Feb 2, 2012 at 1:52 PM | Unregistered CommenterDavid

Sean Houlihane
There is an indistinct line between malicious and not. I have played with data the way you suggest just to see what it says, but in the end I analyzed it using my original research parameters. When I see

Even without smoothing it is possible to get a trend of nearer 0.75 if the trend starts around 1920 (especially if the cold year of 1917 is at the start).
I see malicious intent.

Feb 2, 2012 at 2:53 PM | Unregistered CommenterDon Pablo de la Sierra

Don Pablo

I have to disagree.

Trenberth says:

> However, the record is best characterized as level prior to about
> 1920, a warming to 1940 or so, leveling out or even slightly
> decreasing until 1970, and a fairly linear trend since then. Going by
> the low pass filtered data, the overall warming through 2005is 0.75ºC,
> with 0.5ºC increase occurring after 1970
.

And Jones responds:

Even without smoothing it is possible to get a trend of nearer 0.75 if the trend
starts around 1920 (especially if the cold year of 1917 is at the start). The
periods chosen for Table 3.2.2 had some justification, so we need to be a
little careful. As a schematic for CQ2 though, it will be a different way of
showing the same data.

In other words, the discussion is about presenting the actual warming accurately. Not about calculated misrepresentation.

Feb 2, 2012 at 11:17 PM | Unregistered CommenterBBD

BH writes:

Jones' contribution to the thread looks a bit problematic.

[O/T but related] Speaking of E-mail threads, Jones and his (problematic) contributions to annals of "climate science" ...

Readers might be interested in knowing that Phil Jones' "intuition" trumps examination of data and source code when he peer-reviews papers for journals:

Phil Jones keeps peer-review process humming … by using “intuition”

Feb 3, 2012 at 6:54 AM | Unregistered CommenterHilary Ostrov

In other words, the discussion is about presenting the actual warming accurately.
I would agree with you, BBD, except for two things.
1. A linear trend hides the periods when there was cooling (or at least no warming) and implies to those less au fait with these things than perhaps we are that that warming has been constant.

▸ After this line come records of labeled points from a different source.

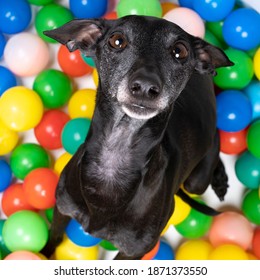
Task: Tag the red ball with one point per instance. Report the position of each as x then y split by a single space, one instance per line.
14 199
40 186
233 143
256 242
48 131
72 63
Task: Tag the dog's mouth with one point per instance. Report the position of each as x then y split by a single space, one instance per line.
137 111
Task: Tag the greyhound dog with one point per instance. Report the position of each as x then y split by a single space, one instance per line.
153 129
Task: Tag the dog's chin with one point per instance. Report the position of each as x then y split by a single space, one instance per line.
139 112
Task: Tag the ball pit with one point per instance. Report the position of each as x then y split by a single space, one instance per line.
31 142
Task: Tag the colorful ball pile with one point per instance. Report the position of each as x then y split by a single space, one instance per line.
57 106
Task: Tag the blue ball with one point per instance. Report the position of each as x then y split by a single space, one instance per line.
77 235
253 93
88 9
241 29
2 44
15 16
7 79
5 175
213 10
165 252
234 111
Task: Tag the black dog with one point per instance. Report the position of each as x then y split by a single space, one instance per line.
154 128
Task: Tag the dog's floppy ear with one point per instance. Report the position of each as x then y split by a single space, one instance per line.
209 57
80 34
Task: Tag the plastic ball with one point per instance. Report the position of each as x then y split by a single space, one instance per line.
192 24
228 252
237 76
67 250
61 162
72 63
6 175
213 10
257 63
195 225
247 168
88 9
224 229
136 7
40 2
26 54
8 139
25 230
251 206
241 29
40 187
15 16
233 143
82 104
234 111
253 93
77 235
7 79
196 249
54 87
253 136
14 200
27 157
50 17
74 134
20 108
256 242
165 252
48 131
22 255
2 44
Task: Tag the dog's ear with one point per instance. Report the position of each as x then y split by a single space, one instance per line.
80 34
209 57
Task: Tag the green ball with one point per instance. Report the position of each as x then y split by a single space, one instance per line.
27 157
25 230
40 2
54 87
5 251
247 168
195 225
253 136
137 7
237 76
74 134
251 206
50 17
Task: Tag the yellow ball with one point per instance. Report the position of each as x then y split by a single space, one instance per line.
257 64
67 250
194 250
61 162
95 76
20 108
181 211
8 139
82 104
228 252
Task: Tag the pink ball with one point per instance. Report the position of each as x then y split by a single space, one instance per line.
188 20
233 228
26 54
22 255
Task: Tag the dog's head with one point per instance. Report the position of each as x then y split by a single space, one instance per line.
143 62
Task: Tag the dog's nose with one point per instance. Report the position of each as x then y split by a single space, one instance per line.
145 85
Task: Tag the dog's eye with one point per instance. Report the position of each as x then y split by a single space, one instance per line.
180 51
118 41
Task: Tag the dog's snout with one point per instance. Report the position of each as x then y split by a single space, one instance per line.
145 85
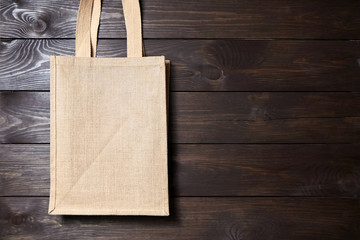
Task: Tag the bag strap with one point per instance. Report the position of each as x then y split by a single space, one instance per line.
88 25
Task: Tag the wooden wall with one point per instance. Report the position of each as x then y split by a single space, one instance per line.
264 118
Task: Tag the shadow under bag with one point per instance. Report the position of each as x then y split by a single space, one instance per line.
108 125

It can also be used to match the apparent warming trend with CO2 increase which has not always been the case.
2. Jones' attempt to start the graph from "the cold year of 1917". Both sides cherry-pick so let's not pretend that they don't. The difference is that my cherry-picking is irrelevant, like yours; Jones' matters because he is feeding his results into government with a view to influencing policy.

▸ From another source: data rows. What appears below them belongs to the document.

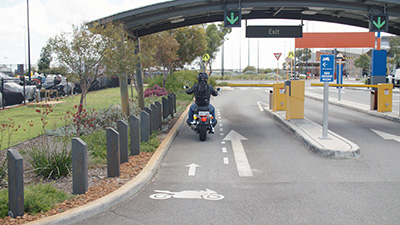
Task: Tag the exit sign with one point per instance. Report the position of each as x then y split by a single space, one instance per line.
233 18
378 23
274 31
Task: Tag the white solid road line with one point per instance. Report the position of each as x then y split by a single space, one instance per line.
242 163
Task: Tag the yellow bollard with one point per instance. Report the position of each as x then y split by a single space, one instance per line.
279 101
295 93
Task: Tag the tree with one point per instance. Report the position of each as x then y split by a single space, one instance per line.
45 59
394 44
82 52
363 61
119 58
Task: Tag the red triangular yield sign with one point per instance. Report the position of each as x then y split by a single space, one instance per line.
277 55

Feb 3, 2012 at 1:41 PM | Unregistered CommenterMike Jackson

MJ

You haven't understood what Trenberth is saying (athough I did embolden it to make it clear). Look again.

There's no fraud here. Just misunderstanding fuelled by anti-science bias.

Feb 3, 2012 at 2:07 PM | Unregistered CommenterBBD

I understand perfectly what Trenberth is saying:
Flat to 1920; rising to 1940; flat or maybe a slight decline to 1970; rising from 1970. Produce a graph that shows that — with the appropriate trend lines — and I'm happy.
Produce one that starts at 1917 ('cos it was cold that year; thankyou,Phil!) and show a linear trend that ignores the levels and the downs and looks like a consistent 80+ year increase and I'll accuse you of cherry-picking and producing something that looks as if it is intended to mislead.
Simples

Feb 3, 2012 at 5:29 PM | Unregistered CommenterMike Jackson

MJ

Trenberth is clear: the low pass filtered data shows overall warming to 2005 as 0.75C with a 0.5C increase occurring after 1970. Think of low pass filter as just a multi-year average. It is a way of avoiding errors that might arise from sole reliance on linear trend fits. There is no dishonesty. Really. Just misunderstanding.

Feb 3, 2012 at 7:09 PM | Unregistered CommenterBBD

OK. I take your point. But ...
I know what Trenberth says. Can you explain in a nutshell what he means? Or what he is trying to achieve?
I'm not being funny. What do we all gain by the application of a low pass filter rather than simply let the data speak for themselves?